# JSON examples and exercise
****
+ get familiar with packages for dealing with JSON
+ study examples with JSON strings and files 
+ work on exercise to be completed and submitted 
****
+ reference: http://pandas.pydata.org/pandas-docs/stable/io.html#io-json-reader
+ data source: http://jsonstudio.com/resources/
****

In [3]:
import pandas as pd

## imports for Python, Pandas

In [4]:
import json
from pandas.io.json import json_normalize

## JSON example, with string

+ demonstrates creation of normalized dataframes (tables) from nested json string
+ source: http://pandas.pydata.org/pandas-docs/stable/io.html#normalization

In [5]:
# define json string
data = [{'state': 'Florida', 
         'shortname': 'FL',
         'info': {'governor': 'Rick Scott'},
         'counties': [{'name': 'Dade', 'population': 12345},
                      {'name': 'Broward', 'population': 40000},
                      {'name': 'Palm Beach', 'population': 60000}]},
        {'state': 'Ohio',
         'shortname': 'OH',
         'info': {'governor': 'John Kasich'},
         'counties': [{'name': 'Summit', 'population': 1234},
                      {'name': 'Cuyahoga', 'population': 1337}]}]

In [6]:
# use normalization to create tables from nested element
json_normalize(data, 'counties')

Unnamed: 0,name,population
0,Dade,12345
1,Broward,40000
2,Palm Beach,60000
3,Summit,1234
4,Cuyahoga,1337


In [8]:
# further populate tables created from nested element
json_normalize(data, 'counties', ['state', 'shortname', ['info', 'governor']])

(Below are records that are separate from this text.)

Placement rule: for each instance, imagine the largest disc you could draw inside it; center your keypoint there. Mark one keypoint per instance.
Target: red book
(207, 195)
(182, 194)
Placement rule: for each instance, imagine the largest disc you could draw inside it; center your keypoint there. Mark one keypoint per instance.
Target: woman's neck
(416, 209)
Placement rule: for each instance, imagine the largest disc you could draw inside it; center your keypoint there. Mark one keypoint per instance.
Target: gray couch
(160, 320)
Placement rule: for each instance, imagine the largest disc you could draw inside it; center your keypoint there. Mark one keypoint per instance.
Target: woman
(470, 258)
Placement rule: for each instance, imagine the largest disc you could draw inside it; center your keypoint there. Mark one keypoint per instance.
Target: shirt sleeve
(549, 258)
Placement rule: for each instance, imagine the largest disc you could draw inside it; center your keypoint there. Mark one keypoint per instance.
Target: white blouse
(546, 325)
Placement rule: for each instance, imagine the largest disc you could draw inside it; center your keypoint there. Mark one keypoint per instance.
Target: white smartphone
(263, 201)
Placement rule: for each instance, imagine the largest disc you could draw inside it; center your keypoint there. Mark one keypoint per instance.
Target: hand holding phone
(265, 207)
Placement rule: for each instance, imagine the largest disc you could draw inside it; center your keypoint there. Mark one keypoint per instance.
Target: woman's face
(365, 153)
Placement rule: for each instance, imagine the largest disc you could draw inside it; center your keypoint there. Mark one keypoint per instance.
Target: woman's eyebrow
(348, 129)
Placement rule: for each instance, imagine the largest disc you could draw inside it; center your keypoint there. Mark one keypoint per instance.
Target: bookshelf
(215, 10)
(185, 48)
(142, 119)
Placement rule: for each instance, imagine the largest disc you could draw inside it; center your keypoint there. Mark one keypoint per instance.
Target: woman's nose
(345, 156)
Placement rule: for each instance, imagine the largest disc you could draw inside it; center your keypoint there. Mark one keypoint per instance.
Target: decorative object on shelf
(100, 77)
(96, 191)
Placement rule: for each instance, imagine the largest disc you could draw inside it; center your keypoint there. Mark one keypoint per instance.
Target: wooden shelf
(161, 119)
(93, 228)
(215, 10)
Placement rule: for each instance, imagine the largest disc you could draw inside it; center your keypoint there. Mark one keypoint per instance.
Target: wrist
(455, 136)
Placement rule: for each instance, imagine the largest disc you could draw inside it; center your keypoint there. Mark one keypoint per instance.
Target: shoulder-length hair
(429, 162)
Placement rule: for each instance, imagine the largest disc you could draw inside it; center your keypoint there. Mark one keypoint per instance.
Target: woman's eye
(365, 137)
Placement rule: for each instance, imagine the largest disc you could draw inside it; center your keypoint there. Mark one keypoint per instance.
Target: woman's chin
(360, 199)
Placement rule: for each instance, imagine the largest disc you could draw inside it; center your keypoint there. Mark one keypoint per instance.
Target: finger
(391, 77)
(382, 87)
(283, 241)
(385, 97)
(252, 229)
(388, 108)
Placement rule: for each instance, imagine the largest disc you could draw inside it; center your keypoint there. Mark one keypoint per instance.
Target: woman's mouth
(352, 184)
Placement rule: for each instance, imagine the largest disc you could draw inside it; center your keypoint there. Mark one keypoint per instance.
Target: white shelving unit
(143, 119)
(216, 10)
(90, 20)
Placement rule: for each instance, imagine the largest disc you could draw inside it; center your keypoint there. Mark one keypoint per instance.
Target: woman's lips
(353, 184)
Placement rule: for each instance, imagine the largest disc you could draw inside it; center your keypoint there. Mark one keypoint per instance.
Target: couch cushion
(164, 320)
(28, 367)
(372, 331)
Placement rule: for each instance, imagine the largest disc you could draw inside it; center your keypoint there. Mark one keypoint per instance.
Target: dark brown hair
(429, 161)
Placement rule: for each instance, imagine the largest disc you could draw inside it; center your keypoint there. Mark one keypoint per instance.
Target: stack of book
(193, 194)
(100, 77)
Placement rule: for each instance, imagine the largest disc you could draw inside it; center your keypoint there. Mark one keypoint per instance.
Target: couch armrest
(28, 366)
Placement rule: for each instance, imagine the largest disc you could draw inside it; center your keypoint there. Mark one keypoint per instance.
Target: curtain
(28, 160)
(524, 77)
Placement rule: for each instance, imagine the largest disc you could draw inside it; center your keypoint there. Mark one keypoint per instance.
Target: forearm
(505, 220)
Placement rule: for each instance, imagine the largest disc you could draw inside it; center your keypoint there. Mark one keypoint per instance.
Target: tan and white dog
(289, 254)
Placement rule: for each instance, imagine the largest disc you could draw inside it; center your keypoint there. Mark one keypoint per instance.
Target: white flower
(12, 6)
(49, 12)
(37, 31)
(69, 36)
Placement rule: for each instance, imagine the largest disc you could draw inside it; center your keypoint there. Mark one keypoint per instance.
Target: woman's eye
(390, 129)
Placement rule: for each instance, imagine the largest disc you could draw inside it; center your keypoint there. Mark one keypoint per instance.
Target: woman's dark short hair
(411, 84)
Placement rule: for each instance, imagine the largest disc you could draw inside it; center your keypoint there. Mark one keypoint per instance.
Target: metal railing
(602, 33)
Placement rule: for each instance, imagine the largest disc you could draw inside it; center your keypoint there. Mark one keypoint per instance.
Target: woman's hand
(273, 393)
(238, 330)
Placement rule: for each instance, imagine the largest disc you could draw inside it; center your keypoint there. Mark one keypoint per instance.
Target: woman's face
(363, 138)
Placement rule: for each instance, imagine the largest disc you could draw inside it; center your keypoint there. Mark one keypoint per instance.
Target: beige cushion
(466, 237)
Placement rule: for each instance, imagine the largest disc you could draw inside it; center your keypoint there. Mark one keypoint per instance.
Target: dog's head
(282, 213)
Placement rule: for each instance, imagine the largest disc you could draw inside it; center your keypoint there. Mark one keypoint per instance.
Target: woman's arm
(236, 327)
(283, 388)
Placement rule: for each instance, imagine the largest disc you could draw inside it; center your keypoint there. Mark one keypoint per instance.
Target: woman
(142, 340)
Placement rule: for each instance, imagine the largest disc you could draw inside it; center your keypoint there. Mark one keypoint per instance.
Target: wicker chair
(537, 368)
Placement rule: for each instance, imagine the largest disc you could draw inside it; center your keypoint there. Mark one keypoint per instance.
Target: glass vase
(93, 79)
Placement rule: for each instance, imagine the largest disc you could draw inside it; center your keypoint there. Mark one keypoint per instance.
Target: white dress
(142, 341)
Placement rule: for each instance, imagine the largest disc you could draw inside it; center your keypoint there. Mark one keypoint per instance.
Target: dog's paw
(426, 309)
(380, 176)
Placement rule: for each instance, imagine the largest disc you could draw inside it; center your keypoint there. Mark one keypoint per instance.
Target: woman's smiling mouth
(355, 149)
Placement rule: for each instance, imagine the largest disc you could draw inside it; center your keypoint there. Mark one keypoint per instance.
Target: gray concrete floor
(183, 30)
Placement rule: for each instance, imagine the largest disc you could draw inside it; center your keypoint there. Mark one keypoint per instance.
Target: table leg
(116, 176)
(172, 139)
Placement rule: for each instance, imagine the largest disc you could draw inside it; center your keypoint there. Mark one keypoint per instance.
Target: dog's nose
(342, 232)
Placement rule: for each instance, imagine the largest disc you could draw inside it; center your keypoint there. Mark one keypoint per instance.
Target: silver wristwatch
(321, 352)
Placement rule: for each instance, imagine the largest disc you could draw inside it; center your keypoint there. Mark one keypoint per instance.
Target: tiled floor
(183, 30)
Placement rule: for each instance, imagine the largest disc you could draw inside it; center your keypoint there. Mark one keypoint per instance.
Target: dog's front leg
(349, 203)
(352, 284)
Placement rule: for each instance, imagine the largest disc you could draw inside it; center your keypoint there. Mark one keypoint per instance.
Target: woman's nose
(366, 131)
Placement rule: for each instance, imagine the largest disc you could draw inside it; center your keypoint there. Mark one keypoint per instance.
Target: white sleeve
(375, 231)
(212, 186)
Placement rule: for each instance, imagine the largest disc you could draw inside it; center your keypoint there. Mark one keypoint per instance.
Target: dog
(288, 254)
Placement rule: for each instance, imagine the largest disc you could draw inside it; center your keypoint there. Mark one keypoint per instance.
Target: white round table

Unnamed: 0,name,population,info.governor,state,shortname
0,Dade,12345,Rick Scott,Florida,FL
1,Broward,40000,Rick Scott,Florida,FL
2,Palm Beach,60000,Rick Scott,Florida,FL
3,Summit,1234,John Kasich,Ohio,OH
4,Cuyahoga,1337,John Kasich,Ohio,OH


****
## JSON example, with file

+ demonstrates reading in a json file as a string and as a table
+ uses small sample file containing data about projects funded by the World Bank 
+ data source: http://jsonstudio.com/resources/

In [9]:
# load json as string
json.load((open('data/world_bank_projects_less.json')))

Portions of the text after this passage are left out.